Below are some examples from the Museums Picture Collection. Please click for the bigger picture. 




Stumpy road, Crawfordjohn, about 1910

Four roads lead into Crawfordjohn village, and each had its local name that did not appear on any map. There was the “Gateside road”, from Douglas Moor, the “mill road”, from Abington, and the “pyotshaw (magpie) road” from Leadhills. This is the “stumpy road”, from Sanquhar, so called because of a tree stump, now long gone, beside the road.

Miss Marchbanks and a friend are walking towards the village from her father’s joiner’s shop at The Burn, seen in the background.

 

Bob Allan and Jean Alexander at Liscleugh Farm, 1938.

The coming of motor transport in the 20th century changed patterns of life on the hill farms that had probably altered little in centuries. For a ploughman like Bob Allan, working on an isolated farm two miles from Crawfordjohn village itself, his second-hand BSA motorcycle gave him freedom to travel that would have been unheard of only a generation before.

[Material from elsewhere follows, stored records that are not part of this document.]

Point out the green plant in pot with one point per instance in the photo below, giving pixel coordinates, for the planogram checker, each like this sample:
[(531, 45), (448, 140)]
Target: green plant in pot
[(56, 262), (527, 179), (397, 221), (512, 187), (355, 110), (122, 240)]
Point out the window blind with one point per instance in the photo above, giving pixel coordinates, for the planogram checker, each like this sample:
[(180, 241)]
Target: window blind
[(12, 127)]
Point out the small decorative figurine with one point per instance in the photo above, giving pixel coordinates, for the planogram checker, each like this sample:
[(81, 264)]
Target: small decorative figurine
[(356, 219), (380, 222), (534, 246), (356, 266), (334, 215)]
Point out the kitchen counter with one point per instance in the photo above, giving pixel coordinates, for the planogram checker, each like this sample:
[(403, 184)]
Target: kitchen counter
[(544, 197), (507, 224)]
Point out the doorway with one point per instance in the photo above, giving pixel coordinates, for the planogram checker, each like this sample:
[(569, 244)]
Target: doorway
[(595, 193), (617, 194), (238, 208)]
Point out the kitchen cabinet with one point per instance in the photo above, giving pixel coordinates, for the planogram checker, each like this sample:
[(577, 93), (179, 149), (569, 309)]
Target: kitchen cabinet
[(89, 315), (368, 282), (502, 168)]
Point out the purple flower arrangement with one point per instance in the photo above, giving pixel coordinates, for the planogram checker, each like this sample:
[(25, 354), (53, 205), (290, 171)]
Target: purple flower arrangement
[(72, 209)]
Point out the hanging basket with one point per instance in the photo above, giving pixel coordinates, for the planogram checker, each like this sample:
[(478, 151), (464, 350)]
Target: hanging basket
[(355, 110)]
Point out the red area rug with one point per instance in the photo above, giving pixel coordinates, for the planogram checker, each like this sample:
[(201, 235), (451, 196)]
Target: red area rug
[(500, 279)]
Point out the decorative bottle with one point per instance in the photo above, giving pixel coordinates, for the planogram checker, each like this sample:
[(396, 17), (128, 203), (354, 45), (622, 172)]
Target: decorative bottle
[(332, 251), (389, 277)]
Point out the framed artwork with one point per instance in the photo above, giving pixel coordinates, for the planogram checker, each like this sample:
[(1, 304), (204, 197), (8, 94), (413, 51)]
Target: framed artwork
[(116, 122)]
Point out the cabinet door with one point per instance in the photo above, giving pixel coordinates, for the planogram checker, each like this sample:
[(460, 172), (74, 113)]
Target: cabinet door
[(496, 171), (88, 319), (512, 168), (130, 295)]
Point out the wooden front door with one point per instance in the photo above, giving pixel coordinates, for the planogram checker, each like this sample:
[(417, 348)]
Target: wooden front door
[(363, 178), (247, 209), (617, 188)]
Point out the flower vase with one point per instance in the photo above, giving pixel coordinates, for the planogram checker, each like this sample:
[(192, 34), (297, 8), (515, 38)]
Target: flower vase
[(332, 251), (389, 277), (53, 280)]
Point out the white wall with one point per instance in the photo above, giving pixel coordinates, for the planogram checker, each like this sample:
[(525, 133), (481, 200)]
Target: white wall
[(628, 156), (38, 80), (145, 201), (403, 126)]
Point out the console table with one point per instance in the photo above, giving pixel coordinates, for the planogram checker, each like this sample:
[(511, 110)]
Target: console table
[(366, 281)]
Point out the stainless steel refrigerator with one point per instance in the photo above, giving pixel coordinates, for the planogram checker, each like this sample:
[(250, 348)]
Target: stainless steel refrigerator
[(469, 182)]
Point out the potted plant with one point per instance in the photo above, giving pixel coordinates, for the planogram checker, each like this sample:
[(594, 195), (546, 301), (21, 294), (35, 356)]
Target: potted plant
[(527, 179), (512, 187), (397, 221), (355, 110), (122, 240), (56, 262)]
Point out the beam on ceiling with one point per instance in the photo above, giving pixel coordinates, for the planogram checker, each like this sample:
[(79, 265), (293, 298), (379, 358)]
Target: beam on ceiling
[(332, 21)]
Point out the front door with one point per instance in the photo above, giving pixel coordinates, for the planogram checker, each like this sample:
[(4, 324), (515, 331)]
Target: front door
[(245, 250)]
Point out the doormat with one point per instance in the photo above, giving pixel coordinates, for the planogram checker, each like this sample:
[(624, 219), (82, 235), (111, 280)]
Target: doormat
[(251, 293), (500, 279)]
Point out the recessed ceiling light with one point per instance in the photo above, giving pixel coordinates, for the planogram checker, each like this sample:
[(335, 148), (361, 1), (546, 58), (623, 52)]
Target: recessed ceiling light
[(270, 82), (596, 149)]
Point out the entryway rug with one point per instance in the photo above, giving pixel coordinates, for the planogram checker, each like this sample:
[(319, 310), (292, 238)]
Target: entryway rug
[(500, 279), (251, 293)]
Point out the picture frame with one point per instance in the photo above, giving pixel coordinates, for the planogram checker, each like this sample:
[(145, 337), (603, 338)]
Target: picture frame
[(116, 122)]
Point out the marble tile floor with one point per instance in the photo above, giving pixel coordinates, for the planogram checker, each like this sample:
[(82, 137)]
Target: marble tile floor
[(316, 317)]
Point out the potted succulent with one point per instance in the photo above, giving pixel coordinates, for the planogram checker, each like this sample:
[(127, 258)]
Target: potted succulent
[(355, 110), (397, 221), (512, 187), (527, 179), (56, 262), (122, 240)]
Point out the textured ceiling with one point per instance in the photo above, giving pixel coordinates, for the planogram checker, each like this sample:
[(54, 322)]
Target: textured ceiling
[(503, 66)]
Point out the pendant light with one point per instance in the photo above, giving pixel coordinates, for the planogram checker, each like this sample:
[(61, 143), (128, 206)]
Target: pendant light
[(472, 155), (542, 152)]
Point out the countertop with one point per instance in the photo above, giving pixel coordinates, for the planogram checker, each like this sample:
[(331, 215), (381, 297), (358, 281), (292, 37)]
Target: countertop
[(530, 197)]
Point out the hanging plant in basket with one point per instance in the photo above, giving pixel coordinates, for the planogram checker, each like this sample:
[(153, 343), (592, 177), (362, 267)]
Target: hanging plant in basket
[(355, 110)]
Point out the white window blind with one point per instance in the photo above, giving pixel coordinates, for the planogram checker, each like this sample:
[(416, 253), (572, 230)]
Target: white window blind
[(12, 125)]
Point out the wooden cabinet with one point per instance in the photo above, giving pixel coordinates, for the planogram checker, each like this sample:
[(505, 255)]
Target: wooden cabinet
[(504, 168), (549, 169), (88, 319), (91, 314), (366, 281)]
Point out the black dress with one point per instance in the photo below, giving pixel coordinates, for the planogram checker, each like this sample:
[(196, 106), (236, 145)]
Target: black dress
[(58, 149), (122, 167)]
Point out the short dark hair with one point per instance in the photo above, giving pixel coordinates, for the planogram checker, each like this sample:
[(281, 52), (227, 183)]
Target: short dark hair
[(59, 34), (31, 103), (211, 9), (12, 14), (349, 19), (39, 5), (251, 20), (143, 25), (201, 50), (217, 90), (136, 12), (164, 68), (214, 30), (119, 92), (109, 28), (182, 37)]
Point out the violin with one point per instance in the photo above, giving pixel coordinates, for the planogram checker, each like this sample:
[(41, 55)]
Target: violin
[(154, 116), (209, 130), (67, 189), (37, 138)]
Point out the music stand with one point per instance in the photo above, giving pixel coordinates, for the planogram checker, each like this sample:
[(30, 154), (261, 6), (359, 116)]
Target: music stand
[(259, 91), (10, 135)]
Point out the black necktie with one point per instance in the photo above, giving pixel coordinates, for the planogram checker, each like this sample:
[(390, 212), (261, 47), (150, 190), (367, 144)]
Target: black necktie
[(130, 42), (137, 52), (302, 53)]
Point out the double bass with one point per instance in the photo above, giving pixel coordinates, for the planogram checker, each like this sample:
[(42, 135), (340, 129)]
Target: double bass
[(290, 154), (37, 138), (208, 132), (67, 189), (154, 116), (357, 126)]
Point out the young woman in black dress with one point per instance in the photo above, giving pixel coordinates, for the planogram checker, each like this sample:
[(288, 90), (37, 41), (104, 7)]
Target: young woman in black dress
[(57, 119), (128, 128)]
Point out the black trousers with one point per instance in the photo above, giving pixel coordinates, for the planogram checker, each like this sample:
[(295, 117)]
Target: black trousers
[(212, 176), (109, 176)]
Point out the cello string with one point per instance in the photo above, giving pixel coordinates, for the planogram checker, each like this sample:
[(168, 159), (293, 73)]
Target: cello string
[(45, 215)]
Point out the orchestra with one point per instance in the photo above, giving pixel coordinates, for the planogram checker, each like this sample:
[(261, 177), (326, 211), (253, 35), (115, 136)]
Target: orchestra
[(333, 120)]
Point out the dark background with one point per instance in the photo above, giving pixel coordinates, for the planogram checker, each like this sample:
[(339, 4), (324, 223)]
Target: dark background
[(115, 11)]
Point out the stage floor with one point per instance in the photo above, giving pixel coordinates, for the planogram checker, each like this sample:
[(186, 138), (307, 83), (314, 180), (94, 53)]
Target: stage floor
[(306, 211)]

Jean Alexander was the niece of the man who farmed Liscleugh. After she married Bob Allan, the couple went to live at Strathaven.

 

  An Upland Shepherd, 1950-1955

Jimmy McKay was shepherd at Gilkerscleugh Mains Farm, Crawfordjohn in the 1950s. The picture shows him with part of his flock of Blackfaced sheep (generally known as “Blackies”), against the treeless, upland landscape. From the size of their horns, these are “hoggs” - last year’s lambs, which are counted as one year old from 1st January, regardless of when they were actually born. They are in full fleece, which suggests the picture was taken in April or May, before “hogg clipping”, which takes place in June.

Neighbours shared the work during “the clippings”, all helping each other in turn. It was a highly social occasion and provided an opportunity for the farmers to view each other’s livestock.


  Mr Bain, travelling greengrocer, Douglas, 1930s

Shopping was not easy in the Southern Uplands. Crawfordjohn’s nearest towns, Lanark, Biggar and Sanquhar, were all at least two hours away by horse and would only be visited for major purchases, such as clothes or furniture. From the mid 19th century, Abington developed as a local centre with a bakery and other shops, and Crawfordjohn village had one shop that sold some of the basics. Much shopping would be done off vans and carts that visited the community.

Mr Bain had a shop in Douglas, but also took his horse-drawn flat cart around the farms and smaller villages. In the year 2000, Bain’s van still came once a week to Crawfordjohn.


  Washday in Crawfordjohn village in the 1920s.

In the days before washing machines and biological detergents, washing the clothes and linen for a large family was a major operation, taking perhaps a whole day. Crawfordjohn village did not get mains water until the 1940s, and water had to be carried from the communal “fountain” and then heated in a coal-fired wash boiler.

This snapshot, taken during the 1920s, shows Mrs Miller and her friend standing beside washtubs and wringer, in the open air.

  Off to school, Glendorch, Crawfordjohn, August 1954

As late as the 1950s some hill farming families faced real extremes of rural isolation. Glendorch, the “dark glen”, in the hills between Crawfordjohn and Leadhills, and two miles from the nearest road, is the site of a medieval “bastle house”, or fortified farmstead. Its last occupants were a shepherd who worked for the Earl of Hopetouns estate, and his family, who lived in a cottage near the ruined bastle house. The only way that Anne Thompson, aged 8, and her brother Sandy, aged 5, could get to school in Crawfordjohn village was on Mary the farm pony. 

The photograph was taken by the “Daily Express”, which ran a news story on the challenge that faced this family in getting the children to school.